We linked the questionnaire responses to measurement data from an exposure-assessment experiment carried out at the Cincinnati College of Mortuary Sciences, as described previously (18). We assigned formaldehyde exposure levels during embalming to case and control subjects by use of a predictive model that was based on the exposure-assessment data, considering the effect of ventilation rate, concentration of the formaldehyde solution, whether an intact or autopsied corpse was embalmed, and measured covariates (19). After the final model was selected, its validity for estimating retrospective formaldehyde levels was evaluated on the basis of measurements from independent embalmings. The model overestimated the measured formaldehyde intensities by an average of 35% with a precision (variation of predicted values around the average bias) of 0.53 parts per million (ppm). The estimated accuracy was similar to the expected variability of repeated measurements of identical embalmings. We modified the approach of Hornung et al. (19) to consider the geometric mean by refitting the model as exp(1.976 − 0.092x1 − 0.488x2 − 0.894x3 + 0.4592/2), where x1 is the number of air changes per hour, x2 is equal to 1 for an intact corpse and 0 for an autopsied corpse, and x3 is equal to 1 if no spill and to 0 if a spill occurred, and 0.4592/2, which was used to estimate the arithmetic mean, is one half of the variance. The model explained 74% of the variability. Further, we calculated peak exposure level as the maximum of moving averages of any series of measurements covering 15 minutes (90 measurements, with one measurement every 10 seconds), with peak levels estimated according to the formula exp(2.354 − 0.0708x1 + 0.0913x2 − 0.344x3 + 0.5312/2), with x1, x2, and x3 as above. The model for peaks explained 44% of the variance. The peak model could not be validated because independent real-time measurements were not available for the validation embalmings.
For time periods with multiple interview reports, the average covariate value across reports was used, with interview responses for categorical variables converted to the midpoint of the range. Whenever any one respondent reported embalming for a given year, we assumed the study subject indeed embalmed in that year. If data were missing for a year, information available for other years for the same job was used; if those data were not available, the mean for the same 10-year age group and decade of work among control subjects who ever embalmed was imputed.

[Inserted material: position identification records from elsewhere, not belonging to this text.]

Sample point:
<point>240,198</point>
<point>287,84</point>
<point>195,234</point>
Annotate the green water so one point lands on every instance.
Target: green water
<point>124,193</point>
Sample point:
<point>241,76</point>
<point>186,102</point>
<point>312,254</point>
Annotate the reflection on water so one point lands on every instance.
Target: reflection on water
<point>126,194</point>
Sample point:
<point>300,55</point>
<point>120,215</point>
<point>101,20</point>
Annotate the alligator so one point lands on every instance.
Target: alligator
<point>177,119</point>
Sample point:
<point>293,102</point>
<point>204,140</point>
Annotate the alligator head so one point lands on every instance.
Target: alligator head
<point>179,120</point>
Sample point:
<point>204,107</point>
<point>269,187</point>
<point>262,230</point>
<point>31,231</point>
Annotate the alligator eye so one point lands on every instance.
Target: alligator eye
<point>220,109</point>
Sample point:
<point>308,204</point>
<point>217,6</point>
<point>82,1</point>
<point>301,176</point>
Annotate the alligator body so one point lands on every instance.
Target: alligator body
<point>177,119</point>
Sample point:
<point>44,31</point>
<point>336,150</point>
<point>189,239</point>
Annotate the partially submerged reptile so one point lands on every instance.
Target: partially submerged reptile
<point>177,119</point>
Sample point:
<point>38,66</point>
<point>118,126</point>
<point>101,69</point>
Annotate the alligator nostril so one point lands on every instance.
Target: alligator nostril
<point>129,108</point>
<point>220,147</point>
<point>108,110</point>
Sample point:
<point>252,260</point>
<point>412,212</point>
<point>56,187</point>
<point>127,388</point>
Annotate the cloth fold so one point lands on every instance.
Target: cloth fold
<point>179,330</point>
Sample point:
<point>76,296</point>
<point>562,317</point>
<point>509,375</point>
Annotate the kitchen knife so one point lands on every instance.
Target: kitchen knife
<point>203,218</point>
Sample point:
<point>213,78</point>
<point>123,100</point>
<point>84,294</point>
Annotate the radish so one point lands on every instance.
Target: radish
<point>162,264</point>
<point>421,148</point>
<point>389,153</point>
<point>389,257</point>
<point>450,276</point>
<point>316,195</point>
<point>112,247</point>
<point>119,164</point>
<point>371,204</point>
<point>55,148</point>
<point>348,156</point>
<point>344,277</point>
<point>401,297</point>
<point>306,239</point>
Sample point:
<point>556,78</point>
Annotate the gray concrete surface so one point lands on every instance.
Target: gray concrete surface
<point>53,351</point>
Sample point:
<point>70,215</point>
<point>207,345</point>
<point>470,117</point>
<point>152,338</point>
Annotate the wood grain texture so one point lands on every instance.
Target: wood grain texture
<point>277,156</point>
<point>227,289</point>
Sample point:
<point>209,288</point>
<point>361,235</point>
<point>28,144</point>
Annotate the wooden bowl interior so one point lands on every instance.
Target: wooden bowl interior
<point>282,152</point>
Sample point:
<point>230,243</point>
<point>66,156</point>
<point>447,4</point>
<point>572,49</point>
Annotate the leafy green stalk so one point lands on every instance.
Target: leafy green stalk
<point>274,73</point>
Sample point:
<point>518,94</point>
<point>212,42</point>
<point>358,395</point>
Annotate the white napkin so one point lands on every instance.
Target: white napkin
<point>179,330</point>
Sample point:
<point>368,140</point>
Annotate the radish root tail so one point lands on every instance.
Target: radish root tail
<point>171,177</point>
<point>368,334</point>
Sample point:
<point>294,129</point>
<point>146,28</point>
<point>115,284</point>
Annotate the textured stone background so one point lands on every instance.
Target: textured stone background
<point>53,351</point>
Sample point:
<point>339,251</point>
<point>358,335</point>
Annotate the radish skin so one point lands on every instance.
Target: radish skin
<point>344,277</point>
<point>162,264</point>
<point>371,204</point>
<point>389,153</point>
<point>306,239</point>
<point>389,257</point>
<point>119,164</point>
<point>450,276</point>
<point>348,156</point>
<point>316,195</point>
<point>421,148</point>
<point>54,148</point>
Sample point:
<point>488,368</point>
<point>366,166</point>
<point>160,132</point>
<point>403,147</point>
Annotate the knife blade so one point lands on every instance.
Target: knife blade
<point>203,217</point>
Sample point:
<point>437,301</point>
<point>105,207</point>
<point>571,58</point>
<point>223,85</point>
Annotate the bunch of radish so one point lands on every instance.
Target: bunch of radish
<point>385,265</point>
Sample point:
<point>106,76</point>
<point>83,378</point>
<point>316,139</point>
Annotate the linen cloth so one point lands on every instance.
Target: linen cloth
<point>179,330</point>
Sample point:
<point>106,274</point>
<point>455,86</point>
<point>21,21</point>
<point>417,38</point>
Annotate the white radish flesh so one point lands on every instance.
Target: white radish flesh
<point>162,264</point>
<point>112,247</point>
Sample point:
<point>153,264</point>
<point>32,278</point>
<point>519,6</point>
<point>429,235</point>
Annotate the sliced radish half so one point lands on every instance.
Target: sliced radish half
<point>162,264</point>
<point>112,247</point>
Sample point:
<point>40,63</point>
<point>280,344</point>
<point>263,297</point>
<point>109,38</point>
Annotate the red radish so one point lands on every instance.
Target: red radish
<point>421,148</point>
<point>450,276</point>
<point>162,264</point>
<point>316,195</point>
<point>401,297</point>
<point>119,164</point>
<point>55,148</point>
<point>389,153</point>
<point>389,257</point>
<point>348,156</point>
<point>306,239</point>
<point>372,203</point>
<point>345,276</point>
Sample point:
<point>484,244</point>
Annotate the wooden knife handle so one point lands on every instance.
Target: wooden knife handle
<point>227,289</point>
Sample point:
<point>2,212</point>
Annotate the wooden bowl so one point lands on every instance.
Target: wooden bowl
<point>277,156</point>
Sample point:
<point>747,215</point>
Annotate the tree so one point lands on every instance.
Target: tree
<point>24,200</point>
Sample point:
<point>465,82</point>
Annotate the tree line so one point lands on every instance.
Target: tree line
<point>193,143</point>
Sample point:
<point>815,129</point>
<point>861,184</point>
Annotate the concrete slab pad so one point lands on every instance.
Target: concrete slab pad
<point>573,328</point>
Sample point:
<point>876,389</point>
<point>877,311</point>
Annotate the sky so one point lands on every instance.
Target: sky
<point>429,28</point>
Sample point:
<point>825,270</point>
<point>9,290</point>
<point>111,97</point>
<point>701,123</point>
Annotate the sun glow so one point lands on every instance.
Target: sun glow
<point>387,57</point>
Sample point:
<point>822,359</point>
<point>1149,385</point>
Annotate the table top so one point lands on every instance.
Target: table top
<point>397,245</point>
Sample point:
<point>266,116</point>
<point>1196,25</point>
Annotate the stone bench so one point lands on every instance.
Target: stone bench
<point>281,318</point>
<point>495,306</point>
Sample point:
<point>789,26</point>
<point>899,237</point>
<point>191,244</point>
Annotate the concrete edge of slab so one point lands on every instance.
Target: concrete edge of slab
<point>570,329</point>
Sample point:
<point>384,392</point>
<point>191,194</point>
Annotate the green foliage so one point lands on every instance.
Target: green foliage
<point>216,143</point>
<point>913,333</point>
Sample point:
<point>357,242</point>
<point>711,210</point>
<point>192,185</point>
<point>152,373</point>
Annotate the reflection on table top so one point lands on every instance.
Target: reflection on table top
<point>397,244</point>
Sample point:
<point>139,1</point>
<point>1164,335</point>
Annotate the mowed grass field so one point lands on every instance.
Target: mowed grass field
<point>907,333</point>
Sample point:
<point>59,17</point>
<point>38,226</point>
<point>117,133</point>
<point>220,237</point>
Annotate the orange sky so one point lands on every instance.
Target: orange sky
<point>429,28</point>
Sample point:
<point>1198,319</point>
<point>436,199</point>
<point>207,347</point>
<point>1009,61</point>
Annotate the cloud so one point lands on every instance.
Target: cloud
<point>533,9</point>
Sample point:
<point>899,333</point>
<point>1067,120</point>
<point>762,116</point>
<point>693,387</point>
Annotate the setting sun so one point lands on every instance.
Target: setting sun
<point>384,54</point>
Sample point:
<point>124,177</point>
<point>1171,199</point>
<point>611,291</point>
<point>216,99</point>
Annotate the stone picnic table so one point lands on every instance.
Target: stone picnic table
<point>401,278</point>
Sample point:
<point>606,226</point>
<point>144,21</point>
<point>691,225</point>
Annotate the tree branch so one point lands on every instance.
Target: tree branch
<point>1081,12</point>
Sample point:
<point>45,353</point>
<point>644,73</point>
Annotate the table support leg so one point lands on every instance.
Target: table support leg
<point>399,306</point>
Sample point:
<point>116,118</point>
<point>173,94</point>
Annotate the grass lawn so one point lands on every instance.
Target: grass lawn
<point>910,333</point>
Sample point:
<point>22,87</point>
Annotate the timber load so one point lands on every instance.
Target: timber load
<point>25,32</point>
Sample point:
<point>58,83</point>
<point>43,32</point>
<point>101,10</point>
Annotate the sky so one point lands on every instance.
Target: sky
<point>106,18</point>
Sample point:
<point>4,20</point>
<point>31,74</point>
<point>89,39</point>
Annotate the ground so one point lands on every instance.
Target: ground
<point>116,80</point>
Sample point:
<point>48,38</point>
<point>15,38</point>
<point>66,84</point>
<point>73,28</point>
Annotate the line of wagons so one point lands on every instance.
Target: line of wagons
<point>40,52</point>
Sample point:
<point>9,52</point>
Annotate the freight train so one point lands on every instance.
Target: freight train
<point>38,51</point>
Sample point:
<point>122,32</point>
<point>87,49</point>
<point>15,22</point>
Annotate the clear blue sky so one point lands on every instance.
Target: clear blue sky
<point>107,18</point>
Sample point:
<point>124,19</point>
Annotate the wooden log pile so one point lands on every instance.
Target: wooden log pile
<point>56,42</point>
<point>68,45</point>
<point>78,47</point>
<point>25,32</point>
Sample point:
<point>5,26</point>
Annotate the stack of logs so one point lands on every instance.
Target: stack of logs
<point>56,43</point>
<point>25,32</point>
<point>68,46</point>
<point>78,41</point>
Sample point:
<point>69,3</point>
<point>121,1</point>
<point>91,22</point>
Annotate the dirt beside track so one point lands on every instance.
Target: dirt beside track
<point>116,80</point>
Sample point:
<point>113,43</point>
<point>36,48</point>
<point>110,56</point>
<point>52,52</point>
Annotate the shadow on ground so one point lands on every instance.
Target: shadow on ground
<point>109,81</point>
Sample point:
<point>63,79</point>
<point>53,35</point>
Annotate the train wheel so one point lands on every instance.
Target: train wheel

For each subject, job- and year-specific formaldehyde exposure estimates were derived with conversions in the predictive model as follows. Fan effectiveness was converted to 1.1, 5.5, and 13.3 air changes per hour to correspond to the responses of poor ventilation or no fan, moderate ventilation, and excellent ventilation, respectively. Duration was converted to 0.75, 1.5, 2.5, and 3.5 hours for less than 1, 1–2, more than 2 to 3, and more than 3 hours, respectively. Spill frequency was converted to 96, 36, 8, and 0 times per year to correspond to more than one spill per week, a few times per month, a few times per year, and never, respectively.
Using the predictive model, we calculated the estimated formaldehyde intensity during embalmings for each combination of characteristics (intact or autopsied corpse, spills, and ventilation) under which embalmings were performed during a given year. After multiplying each intensity estimate by the number and typical duration of each type of embalming, the products were added to yield the cumulative formaldehyde exposure for each year. Nonfuneral home and nonembalming jobs were assigned an intensity estimate of zero. Lifetime cumulative formaldehyde exposure was calculated by summing yearly estimates over the entire job history. Average formaldehyde intensity while embalming was calculated by dividing cumulative exposure by the number of hours of embalming. The 8-hour time-weighted average formaldehyde intensity was calculated by dividing cumulative exposure by the number of years of embalming and by 1950 hours/year (ie, the assumed number of hours worked per year). Lifetime peak formaldehyde exposure was predicted as the maximum 15-minute average intensity ever experienced over all embalmings over all years. We also calculated the lifetime number of embalmings that were associated with predicted peaks exceeding a certain level.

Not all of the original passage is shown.